Structure comparisons of all representative proteins have been done using a dynamic programming based structure alignment program. Employing the relative root mean square deviation (RMSD) (Betancourt & Skolnick) has enabled the assessment of the statistical significance of structure alignments of different lengths in terms of a Z-score. Two conclusions emerge from this analysis: First, proteins of the native fold can be distinguished by their Z-score, and the accuracy improves when the Z-score gap between natively folded proteins and the rest is also taken into account. Second and somewhat surprising, all small proteins up to 100 residues in length have significant structure alignments to other proteins in a different fold class; i.e. on average the best alignment assessed by the Z-score has an RMSD of 3.8 ? and covers 86.4% of the query protein's length. In this sense, the current PDB is almost a covering set of small protein structures. The length of the aligned region (relative to the whole protein length) does not differ among the top hit proteins, indicating that protein structure space is highly dense. For larger proteins, non-related proteins can cover a significant portion of the structure.
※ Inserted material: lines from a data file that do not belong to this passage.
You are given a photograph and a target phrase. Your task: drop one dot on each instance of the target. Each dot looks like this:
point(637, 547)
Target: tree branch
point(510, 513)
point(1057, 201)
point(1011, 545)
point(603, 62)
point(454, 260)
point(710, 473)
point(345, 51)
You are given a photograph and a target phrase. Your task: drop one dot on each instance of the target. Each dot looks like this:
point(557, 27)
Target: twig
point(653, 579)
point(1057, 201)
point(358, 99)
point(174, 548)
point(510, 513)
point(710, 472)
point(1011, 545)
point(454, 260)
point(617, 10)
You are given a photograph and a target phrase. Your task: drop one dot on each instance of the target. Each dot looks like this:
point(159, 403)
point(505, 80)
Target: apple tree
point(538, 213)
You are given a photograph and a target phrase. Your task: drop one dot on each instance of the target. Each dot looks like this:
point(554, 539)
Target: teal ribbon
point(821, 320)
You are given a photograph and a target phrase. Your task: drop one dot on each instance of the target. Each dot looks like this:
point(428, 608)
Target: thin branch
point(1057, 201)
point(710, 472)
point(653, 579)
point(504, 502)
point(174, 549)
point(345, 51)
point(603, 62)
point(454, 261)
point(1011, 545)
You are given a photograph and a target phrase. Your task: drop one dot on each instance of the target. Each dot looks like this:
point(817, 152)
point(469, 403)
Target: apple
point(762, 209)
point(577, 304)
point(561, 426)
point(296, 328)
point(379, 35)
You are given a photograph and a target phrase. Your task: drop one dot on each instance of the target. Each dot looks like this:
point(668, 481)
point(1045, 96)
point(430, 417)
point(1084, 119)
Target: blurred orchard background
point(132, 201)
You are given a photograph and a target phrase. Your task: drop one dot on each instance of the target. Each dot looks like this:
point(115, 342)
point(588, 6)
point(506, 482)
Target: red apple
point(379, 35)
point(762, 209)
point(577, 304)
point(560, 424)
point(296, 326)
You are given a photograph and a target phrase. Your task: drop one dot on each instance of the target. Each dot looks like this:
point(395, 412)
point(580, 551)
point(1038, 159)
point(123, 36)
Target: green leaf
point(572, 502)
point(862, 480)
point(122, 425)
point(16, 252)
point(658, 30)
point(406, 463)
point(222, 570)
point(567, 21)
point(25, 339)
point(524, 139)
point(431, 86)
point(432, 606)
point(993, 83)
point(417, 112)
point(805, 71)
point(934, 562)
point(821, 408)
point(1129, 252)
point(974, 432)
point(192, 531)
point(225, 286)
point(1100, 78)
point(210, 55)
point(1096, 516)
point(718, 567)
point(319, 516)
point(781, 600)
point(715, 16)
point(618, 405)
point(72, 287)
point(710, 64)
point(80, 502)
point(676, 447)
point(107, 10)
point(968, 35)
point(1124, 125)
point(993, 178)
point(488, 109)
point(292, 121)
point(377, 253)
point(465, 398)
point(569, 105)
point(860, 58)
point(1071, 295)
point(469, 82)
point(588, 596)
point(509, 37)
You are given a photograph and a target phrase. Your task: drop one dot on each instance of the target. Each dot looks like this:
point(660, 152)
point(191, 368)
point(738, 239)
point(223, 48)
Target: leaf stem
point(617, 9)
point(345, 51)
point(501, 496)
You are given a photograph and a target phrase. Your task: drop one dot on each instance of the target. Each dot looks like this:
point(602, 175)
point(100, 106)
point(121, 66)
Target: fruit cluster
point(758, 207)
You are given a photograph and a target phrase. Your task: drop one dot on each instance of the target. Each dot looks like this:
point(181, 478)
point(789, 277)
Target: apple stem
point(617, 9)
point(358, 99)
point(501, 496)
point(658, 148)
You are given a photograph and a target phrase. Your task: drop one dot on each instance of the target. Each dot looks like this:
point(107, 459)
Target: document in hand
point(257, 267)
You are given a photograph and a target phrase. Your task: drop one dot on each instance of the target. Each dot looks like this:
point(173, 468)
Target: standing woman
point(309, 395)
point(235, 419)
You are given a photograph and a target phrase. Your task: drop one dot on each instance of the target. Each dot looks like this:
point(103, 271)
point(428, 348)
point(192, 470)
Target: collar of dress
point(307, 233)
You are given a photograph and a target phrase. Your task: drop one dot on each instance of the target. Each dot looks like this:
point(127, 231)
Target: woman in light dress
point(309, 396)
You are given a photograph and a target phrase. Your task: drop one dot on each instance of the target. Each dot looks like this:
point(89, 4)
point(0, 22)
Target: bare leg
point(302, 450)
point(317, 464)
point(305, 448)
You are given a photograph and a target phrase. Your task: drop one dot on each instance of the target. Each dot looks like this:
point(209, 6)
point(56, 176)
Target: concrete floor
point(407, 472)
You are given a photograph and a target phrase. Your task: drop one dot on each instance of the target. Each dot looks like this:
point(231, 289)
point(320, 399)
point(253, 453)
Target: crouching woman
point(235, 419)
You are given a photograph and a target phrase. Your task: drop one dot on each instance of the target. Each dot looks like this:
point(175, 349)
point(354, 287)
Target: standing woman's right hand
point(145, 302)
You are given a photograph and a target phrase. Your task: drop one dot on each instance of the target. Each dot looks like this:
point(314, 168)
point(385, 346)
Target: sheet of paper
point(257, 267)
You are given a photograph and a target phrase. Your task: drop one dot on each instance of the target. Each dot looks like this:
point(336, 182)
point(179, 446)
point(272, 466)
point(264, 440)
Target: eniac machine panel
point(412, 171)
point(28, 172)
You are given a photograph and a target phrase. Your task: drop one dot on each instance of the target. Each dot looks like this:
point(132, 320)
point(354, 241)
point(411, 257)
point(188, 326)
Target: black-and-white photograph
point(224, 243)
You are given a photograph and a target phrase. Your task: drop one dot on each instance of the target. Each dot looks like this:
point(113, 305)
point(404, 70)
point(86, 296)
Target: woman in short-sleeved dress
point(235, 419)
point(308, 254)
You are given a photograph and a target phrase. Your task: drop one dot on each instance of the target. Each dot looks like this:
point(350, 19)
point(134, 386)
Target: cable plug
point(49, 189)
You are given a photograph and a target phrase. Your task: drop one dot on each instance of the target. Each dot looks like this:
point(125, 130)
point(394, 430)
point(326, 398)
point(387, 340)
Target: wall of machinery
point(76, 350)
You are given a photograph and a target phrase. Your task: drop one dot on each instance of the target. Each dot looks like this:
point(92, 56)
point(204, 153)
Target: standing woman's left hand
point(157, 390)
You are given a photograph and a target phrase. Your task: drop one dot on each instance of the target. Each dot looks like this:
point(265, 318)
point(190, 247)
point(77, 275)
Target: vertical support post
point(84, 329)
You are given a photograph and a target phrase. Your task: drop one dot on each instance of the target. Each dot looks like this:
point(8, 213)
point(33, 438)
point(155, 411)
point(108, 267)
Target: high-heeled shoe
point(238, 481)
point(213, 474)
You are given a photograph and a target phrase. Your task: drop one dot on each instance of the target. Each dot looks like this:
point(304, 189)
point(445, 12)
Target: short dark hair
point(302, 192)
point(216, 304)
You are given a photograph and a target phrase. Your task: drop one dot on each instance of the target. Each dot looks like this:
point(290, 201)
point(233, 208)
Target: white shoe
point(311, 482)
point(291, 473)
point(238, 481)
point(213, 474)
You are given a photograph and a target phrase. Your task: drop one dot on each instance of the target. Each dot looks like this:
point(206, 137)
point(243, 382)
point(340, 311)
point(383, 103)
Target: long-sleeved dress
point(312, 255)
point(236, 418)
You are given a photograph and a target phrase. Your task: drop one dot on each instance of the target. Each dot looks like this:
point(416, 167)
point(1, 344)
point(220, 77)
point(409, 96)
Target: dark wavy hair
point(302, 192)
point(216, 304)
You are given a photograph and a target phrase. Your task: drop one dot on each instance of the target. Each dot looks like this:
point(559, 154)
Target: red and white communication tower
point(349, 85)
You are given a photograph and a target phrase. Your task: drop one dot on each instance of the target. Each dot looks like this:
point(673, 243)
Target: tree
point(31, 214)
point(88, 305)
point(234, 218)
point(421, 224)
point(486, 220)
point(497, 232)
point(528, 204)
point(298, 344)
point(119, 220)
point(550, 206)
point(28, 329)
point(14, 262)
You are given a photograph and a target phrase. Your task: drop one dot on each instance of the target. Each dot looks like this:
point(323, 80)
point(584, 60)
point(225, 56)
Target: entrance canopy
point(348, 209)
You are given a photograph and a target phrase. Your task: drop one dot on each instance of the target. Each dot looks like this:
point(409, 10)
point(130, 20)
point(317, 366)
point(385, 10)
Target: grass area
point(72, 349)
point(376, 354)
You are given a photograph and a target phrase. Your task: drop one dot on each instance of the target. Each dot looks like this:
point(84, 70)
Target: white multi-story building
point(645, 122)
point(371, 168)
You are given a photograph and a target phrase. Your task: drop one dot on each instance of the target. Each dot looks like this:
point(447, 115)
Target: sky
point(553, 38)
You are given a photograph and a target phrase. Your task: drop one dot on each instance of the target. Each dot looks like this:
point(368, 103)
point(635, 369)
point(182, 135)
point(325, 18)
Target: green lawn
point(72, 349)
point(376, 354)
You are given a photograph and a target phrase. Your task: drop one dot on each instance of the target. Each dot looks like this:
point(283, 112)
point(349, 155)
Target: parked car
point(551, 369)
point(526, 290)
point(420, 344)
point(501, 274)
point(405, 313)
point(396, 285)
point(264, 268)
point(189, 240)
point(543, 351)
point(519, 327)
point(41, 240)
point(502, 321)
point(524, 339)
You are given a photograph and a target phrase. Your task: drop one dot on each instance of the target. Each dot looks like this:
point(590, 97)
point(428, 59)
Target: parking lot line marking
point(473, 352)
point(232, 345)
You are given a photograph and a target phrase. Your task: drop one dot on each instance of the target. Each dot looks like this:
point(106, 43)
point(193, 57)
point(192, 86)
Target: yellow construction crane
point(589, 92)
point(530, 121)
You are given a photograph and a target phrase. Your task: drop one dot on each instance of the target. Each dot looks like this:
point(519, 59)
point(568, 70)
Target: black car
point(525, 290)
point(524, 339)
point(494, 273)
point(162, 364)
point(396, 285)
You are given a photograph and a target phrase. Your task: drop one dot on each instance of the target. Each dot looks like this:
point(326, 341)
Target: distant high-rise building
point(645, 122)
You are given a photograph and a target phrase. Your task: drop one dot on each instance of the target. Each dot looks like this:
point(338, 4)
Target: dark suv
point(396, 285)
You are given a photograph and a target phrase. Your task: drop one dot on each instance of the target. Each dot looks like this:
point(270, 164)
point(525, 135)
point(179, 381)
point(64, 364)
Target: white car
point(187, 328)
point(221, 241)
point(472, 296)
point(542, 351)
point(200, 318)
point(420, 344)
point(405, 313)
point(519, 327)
Moreover, these top hit proteins are aligned to different parts of the query protein, so that almost the entire molecule can be covered when they are combined. The number of proteins required to cover a query protein is very small, e.g. the top 10 hit proteins can give 90% coverage for proteins up to 320 residues long. These
results give a new view of the nature of protein structure space,
and its implications for protein structure prediction will be discussed.